Marc 2, 14

En passant, il aperçut Lévi, fils d’Alphée, assis au bureau des impôts. Il lui dit : « Suis-moi. » L’homme se leva et le suivit.

En passant, il aperçut Lévi, fils d’Alphée, assis au bureau des impôts. Il lui dit : « Suis-moi. » L’homme se leva et le suivit.
Louis-Claude Fillion
Et tandis qu’il passait. Le sermon fini, Jésus continue sa promenade sur les bords du lac, et il fait en un clin d’œil la conquête d’un Apôtre. — Il vit. Les hommes s’étudient mutuellement avant de s’unir par des liens durables ; à Jésus un regard suffit, ses yeux pénétrants jusqu’au fond des cœurs ! — Lévi, fils d’Alphée, sens ordinaire de cette tournure hébraïque.

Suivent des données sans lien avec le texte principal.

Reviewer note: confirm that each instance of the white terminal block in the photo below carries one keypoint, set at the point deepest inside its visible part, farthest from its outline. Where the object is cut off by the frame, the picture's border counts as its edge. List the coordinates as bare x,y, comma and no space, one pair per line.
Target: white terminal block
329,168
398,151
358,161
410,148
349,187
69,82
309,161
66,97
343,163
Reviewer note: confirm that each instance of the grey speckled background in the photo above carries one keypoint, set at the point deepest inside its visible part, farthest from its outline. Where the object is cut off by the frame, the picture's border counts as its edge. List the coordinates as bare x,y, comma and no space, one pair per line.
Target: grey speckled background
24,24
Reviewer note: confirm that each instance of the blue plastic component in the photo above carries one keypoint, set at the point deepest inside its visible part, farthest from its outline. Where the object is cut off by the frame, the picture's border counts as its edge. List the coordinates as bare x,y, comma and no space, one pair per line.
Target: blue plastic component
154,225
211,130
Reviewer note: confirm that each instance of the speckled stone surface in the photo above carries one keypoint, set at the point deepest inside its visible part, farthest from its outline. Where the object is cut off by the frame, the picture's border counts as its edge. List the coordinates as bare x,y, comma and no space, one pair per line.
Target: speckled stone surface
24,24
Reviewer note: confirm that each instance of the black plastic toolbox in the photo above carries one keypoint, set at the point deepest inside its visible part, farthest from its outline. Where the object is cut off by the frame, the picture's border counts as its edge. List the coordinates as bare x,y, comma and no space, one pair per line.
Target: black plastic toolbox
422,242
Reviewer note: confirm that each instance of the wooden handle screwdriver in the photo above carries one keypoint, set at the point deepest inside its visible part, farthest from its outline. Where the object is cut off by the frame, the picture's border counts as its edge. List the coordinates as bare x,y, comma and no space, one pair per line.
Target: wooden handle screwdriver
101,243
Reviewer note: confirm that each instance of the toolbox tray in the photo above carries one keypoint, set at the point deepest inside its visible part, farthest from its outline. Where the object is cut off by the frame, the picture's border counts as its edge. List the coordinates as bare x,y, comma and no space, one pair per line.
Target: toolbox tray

La mention du père de Lévi est encore une particularité que nous devons à S. Marc. Qu’était cet Alphée ? On l’ignore totalement : il paraît certain du moins qu’il ne faut pas le confondre, comme on l’a fait quelquefois, avec le père de S. Jacques le Mineur [202]. Quant à Lévi, dont le nom était si célèbre chez les Hébreux (לוי, intimité, cf. Gn 27, 34), on a toujours généralement admis qu’il ne diffère pas de S. Matthieu [203]. L’identité des deux personnages n’a été que très rarement contestée dans l’antiquité : elle l’est à peine de nos jours. Cf. Matth. 9, 9 et le Commentaire. Lévi était l’ancien nom, Matthieu fut la dénomination nouvelle, qui indique le grand changement par lequel le publicain avait été transformé tout d’un coup en Apôtre du Christ. — Suis-moi ! Jésus, dit admirablement Victor d’Antioche, reconnaît la perle qui gît dans la boue, il la ramasse et fait admirer au monde son éclat. — Et se levant, il le suivit. La perle, dirons-nous pour continuer cette belle image, se laisse volontiers enchâsser par le divin joaillier.
Saint Théophylacte d'Ohrid
Ou bien encore, il se dirige du côté de la mer après le miracle qu'il vient d'opérer, pour s'enfoncer dans la solitude; mais la foule se précipite vers lui de nouveau, afin de nous apprendre que plus on fuit la gloire et plus elle nous fuit; tandis qu'au contraire, si vous la cherchez, elle vous poursuit. Or, c'est en sortant de la ville que le Seigneur appela Matthieu: «Et comme il passait, il vit Lévi, fils d'Alphée, à son bureau», etc.

Il était assis selon l'usage au bureau des impôts, pressant les uns, vendant ses paroles aux autres, ou se livrant à quelque occupation semblable, comme font les receveurs des impôts dans leurs bureaux. C'est de cet état qu'il s'éleva jusqu'à tout abandonner pour suivre Jésus-Christ, lorsqu'il eut entendu cette parole: «Suivez-moi», etc.
Saint Bède le Vénérable
Lévi désigne la même personne que Matthieu; mais saint Luc et saint Marc, par respect et par égard pour l'Évangéliste, n'ont pas voulu le désigner par le nom qu'il portait habituellement. Saint Matthieu, fidèle à cette maxime ( Pr 13): «Le juste est son propre accusateur», se désigne sous le nom de Matthieu et déclare qu'il est publicain, afin d'apprendre à ceux qui liront son Évangile qu'aucun pécheur converti ne doit désespérer de son salut, puisque de publicain il a été tout à coup changé en Apôtre. Il dit qu'il était assis au bureau des impôts, c'est-à-dire qu'il s'occupait du recouvrement des deniers publics, car t Iëïò en grec, et vectigal en latin veulent dire impôts.
Saint Jean Chrysostome
Cet apôtre a reçu trois noms différents des Évangélistes; il est appelé Matthieu par lui-même (Mt 9); simplement Lévi par saint Luc, et par saint Marc Lévi, fils d'Alphée; car il était fils d'Alphée. Nous voyons dans l'Ecriture d'autres personnes qui portent deux noms. Ainsi le beau-père de Moïse porte tantôt le nom de Jéthro ( Ex 3), tantôt celui de Raguel ( Ex 2).